Episomal iPSC Reprogramming System

Placing the power of iPSCs into your handsWhen you're using stem cells for modeling disease, discovering and developing new drugs, or building novel cell-based therapeutics, reliable generation of iPSCs is critical. Even better if the iPSCs are transgene-free. With SBI’s Episomal iPSC Reprogramming System you can quickly and efficiently reprogram human or mouse cells for a range of in vivo applications.

• Ideal for in vivo studies—iPSC generation that's virus-free and footprint-free
• Efficient—get 70% more iPSC colonies than when using standard retroviral methods
• Fast—iPSC colony formation is complete in 25 days
• Flexible—works with both feeder and feeder-free conditions
• Easy—a simple, hands-free workflow for reliable reprogramming

SBI's Episomal iPSC Reprogramming System is based on the Epstein-Barr Nuclear Antigen-1 plasmid system (oriP/EBNA-1) that has been proven to reliably and efficiently generate iPSCs free from the risk of integrated transgenic sequences¹. The system works efficiently with patient fibroblasts and blood cells², and can even generate iPSCs from difficult-to-reprogram source cells like older patient fibroblasts (Figure 1).

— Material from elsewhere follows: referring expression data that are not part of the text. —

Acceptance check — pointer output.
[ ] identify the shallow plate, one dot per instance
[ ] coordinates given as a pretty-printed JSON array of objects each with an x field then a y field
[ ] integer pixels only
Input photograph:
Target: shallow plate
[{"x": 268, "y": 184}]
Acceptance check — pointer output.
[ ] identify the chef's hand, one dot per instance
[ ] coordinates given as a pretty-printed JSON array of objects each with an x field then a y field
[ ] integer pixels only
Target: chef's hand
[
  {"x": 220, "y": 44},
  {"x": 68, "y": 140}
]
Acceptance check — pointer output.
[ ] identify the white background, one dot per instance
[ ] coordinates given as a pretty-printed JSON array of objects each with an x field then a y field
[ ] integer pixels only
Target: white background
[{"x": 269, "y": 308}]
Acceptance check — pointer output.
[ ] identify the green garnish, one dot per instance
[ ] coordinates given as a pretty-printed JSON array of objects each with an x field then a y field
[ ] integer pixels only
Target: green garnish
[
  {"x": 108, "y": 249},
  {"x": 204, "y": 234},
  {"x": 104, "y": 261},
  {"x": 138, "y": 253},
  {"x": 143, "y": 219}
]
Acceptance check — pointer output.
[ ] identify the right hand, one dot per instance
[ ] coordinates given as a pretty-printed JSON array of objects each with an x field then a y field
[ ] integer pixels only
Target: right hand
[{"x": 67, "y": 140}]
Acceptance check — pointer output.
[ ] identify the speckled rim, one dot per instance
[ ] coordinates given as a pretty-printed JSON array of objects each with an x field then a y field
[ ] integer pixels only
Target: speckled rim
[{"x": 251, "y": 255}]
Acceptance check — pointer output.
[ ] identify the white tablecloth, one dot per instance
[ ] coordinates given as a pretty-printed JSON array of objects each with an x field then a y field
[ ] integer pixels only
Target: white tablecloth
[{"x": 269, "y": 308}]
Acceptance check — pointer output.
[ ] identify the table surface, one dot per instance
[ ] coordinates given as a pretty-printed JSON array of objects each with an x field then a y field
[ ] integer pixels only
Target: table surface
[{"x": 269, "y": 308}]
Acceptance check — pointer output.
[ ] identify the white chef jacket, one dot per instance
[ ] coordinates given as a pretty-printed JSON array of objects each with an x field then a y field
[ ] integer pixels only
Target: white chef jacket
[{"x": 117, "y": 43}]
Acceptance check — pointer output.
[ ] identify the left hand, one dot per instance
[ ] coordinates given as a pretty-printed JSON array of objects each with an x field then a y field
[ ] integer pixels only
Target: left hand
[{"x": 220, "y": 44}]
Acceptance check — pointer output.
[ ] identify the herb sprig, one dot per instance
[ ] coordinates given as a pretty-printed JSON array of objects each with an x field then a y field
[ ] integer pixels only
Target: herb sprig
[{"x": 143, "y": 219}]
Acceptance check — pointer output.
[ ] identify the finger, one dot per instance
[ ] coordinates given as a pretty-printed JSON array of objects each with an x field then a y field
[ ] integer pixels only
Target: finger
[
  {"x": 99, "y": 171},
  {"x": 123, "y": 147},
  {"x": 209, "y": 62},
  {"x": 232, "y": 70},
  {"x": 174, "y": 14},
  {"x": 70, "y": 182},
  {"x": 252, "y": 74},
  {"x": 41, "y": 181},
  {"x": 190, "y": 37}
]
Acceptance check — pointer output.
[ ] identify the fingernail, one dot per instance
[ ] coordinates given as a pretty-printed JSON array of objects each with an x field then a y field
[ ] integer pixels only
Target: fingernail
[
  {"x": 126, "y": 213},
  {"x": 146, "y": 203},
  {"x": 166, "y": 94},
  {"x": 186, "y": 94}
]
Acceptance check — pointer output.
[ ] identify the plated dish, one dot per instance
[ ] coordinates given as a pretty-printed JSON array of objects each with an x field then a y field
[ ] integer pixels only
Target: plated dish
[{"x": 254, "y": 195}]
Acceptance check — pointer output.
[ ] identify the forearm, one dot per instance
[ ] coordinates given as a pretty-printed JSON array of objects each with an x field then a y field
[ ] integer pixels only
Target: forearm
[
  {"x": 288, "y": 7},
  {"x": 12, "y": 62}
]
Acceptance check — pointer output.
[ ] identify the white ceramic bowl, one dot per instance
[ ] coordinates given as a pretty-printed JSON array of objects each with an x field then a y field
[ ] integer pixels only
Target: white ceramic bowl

Figure 1. Reprogram difficult source cells with the Episomal iPSC Reprogramming System. Successful iPSC reprogramming of eight-times passaged human dermal fibroblasts from a sixty-year-old patient sample is achieved with SBI’s Episomal iPSC Reprgramming System (left panel), but not with the standard Yamanaka OSKM factors (right panel).

The system contains Oct4, Sox2, Klf4, L-myc, Lin28, shRNA-p53, and miR302/367 cluster reprogramming factors, along with a GFP marker for monitoring transfection efficiency and plasmid loss over time. Unlike traditional plasmid systems, the oriP/EBNA-1 system replicates in synchrony with the host genome by anchoring itself to chromatin and replicating during each cell cycle divisions. The episomal plasmids are naturally lost at up to 5% per cell division cycle, with most cells losing the episome completely by passage fifteen. References

1. Okita K, et al. A more efficient method to generate integration-free human iPS cells. Nat Methods. 2011 May; 8(5):409-12. PMID: 21460823.
2. Schlaeger, et al. A comparison of non-integrating reprogramming methods. Nat Biotechnol. 2015 Jan; 33(1):58-63. PMCID: PMC4329913.